I spent Thanksgiving evening on the floor of my mother’s one bedroom apartment, carving out pieces of turkey seasoned like chicken masala while swirling endless amounts of whip cream on home baked pumpkin pie. Amidst the gnawing and munching, bursts of roars would erupt as we became increasingly competitive in the ongoing game of ludo (South Asian version of Parcheesi). I was surrounded by old and new family, with a broad grin plastered on my face.
There was so much to be grateful for.
I know that I will be returning to class this coming week with a rejuvenated soul. These past weeks had become gradually more and more burdensome as I struggled to get through the drudgery of medical school work while losing focus of my initial intentions for entering the profession. Feeling demotivated, I was falling further and further behind.

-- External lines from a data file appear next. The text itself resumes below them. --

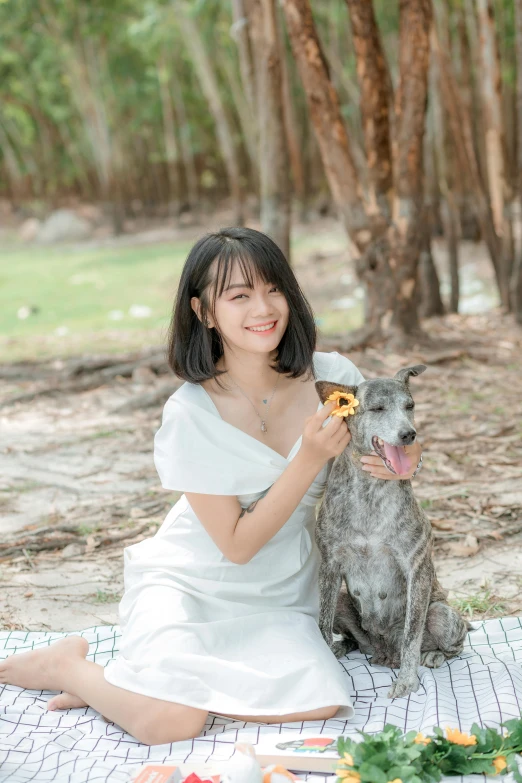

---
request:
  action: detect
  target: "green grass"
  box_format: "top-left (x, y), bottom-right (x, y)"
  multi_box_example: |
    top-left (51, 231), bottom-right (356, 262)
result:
top-left (0, 241), bottom-right (192, 361)
top-left (92, 590), bottom-right (121, 604)
top-left (0, 229), bottom-right (363, 362)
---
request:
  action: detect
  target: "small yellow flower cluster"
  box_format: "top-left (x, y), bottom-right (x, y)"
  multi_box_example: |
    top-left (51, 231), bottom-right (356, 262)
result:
top-left (335, 753), bottom-right (361, 783)
top-left (446, 726), bottom-right (477, 745)
top-left (324, 391), bottom-right (359, 416)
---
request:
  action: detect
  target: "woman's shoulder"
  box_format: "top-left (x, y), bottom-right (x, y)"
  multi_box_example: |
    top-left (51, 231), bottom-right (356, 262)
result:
top-left (314, 351), bottom-right (364, 385)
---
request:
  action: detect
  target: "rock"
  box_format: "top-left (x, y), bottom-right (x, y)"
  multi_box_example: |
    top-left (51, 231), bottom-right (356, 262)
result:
top-left (129, 305), bottom-right (152, 318)
top-left (132, 367), bottom-right (157, 386)
top-left (62, 544), bottom-right (85, 559)
top-left (75, 204), bottom-right (103, 226)
top-left (36, 209), bottom-right (92, 245)
top-left (20, 218), bottom-right (42, 242)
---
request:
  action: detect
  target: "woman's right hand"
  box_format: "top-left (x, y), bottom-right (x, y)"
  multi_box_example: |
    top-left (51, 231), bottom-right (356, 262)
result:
top-left (300, 401), bottom-right (352, 465)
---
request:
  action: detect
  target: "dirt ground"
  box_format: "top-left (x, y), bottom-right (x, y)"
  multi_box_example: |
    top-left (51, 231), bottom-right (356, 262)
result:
top-left (0, 298), bottom-right (522, 631)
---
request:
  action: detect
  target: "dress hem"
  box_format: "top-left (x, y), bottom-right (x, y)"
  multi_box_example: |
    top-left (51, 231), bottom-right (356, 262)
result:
top-left (104, 667), bottom-right (355, 725)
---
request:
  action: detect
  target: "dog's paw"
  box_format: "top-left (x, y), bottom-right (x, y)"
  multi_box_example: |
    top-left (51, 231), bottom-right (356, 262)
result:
top-left (370, 653), bottom-right (401, 669)
top-left (421, 650), bottom-right (446, 669)
top-left (330, 639), bottom-right (357, 658)
top-left (387, 674), bottom-right (420, 699)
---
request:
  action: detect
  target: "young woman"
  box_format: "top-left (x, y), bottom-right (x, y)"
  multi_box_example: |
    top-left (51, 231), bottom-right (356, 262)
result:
top-left (0, 228), bottom-right (420, 744)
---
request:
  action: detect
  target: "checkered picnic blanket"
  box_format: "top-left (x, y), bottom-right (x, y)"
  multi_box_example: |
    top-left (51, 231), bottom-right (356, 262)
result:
top-left (0, 617), bottom-right (522, 783)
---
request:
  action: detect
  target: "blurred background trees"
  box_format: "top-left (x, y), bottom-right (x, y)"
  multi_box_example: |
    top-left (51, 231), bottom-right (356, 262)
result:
top-left (0, 0), bottom-right (522, 343)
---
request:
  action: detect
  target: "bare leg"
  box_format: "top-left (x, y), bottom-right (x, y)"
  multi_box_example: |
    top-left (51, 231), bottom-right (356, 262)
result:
top-left (225, 706), bottom-right (339, 723)
top-left (0, 636), bottom-right (207, 744)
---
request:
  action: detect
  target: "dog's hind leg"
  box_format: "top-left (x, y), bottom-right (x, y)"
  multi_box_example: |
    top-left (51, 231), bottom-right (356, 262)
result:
top-left (421, 601), bottom-right (469, 668)
top-left (333, 593), bottom-right (375, 655)
top-left (388, 556), bottom-right (433, 699)
top-left (319, 559), bottom-right (342, 649)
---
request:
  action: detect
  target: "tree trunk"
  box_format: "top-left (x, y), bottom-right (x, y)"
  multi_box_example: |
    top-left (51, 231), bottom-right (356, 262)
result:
top-left (283, 0), bottom-right (431, 338)
top-left (156, 53), bottom-right (180, 214)
top-left (346, 0), bottom-right (393, 217)
top-left (277, 16), bottom-right (306, 212)
top-left (176, 4), bottom-right (243, 226)
top-left (249, 0), bottom-right (290, 259)
top-left (432, 27), bottom-right (502, 298)
top-left (419, 215), bottom-right (444, 318)
top-left (510, 0), bottom-right (522, 324)
top-left (230, 0), bottom-right (257, 121)
top-left (476, 0), bottom-right (513, 310)
top-left (170, 68), bottom-right (198, 209)
top-left (389, 0), bottom-right (432, 334)
top-left (283, 0), bottom-right (366, 242)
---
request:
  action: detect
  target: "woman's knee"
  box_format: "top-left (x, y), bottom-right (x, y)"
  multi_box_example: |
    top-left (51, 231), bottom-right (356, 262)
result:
top-left (132, 702), bottom-right (208, 745)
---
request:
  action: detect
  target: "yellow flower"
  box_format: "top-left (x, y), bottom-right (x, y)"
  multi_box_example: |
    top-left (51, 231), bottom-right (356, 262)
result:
top-left (446, 726), bottom-right (477, 745)
top-left (493, 756), bottom-right (507, 775)
top-left (324, 391), bottom-right (359, 416)
top-left (335, 769), bottom-right (361, 783)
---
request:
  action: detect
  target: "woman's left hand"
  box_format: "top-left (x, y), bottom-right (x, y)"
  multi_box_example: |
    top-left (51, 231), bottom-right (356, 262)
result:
top-left (361, 440), bottom-right (422, 481)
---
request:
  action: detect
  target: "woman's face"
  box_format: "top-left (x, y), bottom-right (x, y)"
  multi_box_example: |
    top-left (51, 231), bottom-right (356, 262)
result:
top-left (193, 264), bottom-right (289, 360)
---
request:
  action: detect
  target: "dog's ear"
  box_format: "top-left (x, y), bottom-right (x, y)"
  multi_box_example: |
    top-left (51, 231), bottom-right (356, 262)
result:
top-left (315, 381), bottom-right (357, 403)
top-left (393, 364), bottom-right (428, 386)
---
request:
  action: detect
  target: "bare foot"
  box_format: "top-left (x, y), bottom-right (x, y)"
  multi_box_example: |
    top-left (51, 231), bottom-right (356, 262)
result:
top-left (0, 636), bottom-right (89, 698)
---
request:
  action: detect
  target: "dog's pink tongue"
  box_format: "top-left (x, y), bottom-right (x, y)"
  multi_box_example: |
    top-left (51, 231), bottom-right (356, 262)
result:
top-left (384, 441), bottom-right (411, 476)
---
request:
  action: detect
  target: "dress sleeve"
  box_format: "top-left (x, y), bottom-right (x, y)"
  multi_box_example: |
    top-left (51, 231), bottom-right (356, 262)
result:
top-left (327, 351), bottom-right (364, 386)
top-left (154, 394), bottom-right (288, 495)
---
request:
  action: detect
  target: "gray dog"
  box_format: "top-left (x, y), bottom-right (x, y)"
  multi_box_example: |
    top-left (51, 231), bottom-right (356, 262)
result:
top-left (315, 364), bottom-right (471, 698)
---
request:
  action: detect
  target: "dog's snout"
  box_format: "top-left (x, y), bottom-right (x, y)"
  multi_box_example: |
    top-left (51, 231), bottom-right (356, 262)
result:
top-left (399, 430), bottom-right (417, 446)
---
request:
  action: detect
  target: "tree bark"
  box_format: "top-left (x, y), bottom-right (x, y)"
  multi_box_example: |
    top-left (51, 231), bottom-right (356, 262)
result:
top-left (346, 0), bottom-right (393, 217)
top-left (170, 72), bottom-right (198, 209)
top-left (426, 27), bottom-right (502, 298)
top-left (283, 0), bottom-right (431, 339)
top-left (156, 53), bottom-right (180, 214)
top-left (249, 0), bottom-right (290, 260)
top-left (283, 0), bottom-right (366, 247)
top-left (476, 0), bottom-right (513, 310)
top-left (510, 0), bottom-right (522, 324)
top-left (176, 4), bottom-right (243, 226)
top-left (390, 0), bottom-right (432, 333)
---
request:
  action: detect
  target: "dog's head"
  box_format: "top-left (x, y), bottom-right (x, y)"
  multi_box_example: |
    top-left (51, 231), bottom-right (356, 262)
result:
top-left (315, 364), bottom-right (426, 475)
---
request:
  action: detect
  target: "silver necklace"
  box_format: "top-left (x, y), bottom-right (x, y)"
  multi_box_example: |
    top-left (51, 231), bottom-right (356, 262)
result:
top-left (227, 370), bottom-right (281, 432)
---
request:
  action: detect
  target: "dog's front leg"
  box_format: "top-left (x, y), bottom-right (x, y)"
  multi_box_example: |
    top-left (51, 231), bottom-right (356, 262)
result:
top-left (319, 558), bottom-right (342, 650)
top-left (388, 557), bottom-right (433, 699)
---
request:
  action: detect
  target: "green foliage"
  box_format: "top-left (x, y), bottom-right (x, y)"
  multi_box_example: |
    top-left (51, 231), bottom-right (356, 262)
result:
top-left (337, 716), bottom-right (522, 783)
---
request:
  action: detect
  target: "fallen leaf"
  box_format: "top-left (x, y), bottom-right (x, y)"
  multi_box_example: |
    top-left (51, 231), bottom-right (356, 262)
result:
top-left (431, 519), bottom-right (453, 530)
top-left (448, 533), bottom-right (480, 557)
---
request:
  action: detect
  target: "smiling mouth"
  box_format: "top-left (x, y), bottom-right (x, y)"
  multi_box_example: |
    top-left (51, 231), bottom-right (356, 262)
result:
top-left (372, 435), bottom-right (411, 476)
top-left (246, 321), bottom-right (277, 332)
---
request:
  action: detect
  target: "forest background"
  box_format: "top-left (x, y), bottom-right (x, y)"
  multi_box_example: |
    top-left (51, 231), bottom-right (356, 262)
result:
top-left (0, 0), bottom-right (522, 630)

My college education had strengthened what life experiences and my mom had already instilled in me – the need to dedicate my life to redressing social injustices. As a Women’s & Gender Studies major, I immersed myself in feminist scholarship and embarked on a journey of questioning and dismantling all paradigms I had assumed to be fundamental truths. One of these paradigms entailed the perception that a lack of social mobility for some communities existed solely due to an inadequate work ethic. It was such a naive conclusion that was fed to me as far back as I can remember – with U.S. history teachers clamoring about the greatness of my nation being based on the principle of “pulling yourself by the bootstraps.” However, my last four years were spent in an environment with highly encouraging professors and like-minded peers who all recognized that with privilege (such as an Ivy League education) comes the responsibility to engage in civic work. Engagement with communities that avoids any elements of self-aggrandizement or co-optation was an ideal I sought to continuously strive for moving forward in my career…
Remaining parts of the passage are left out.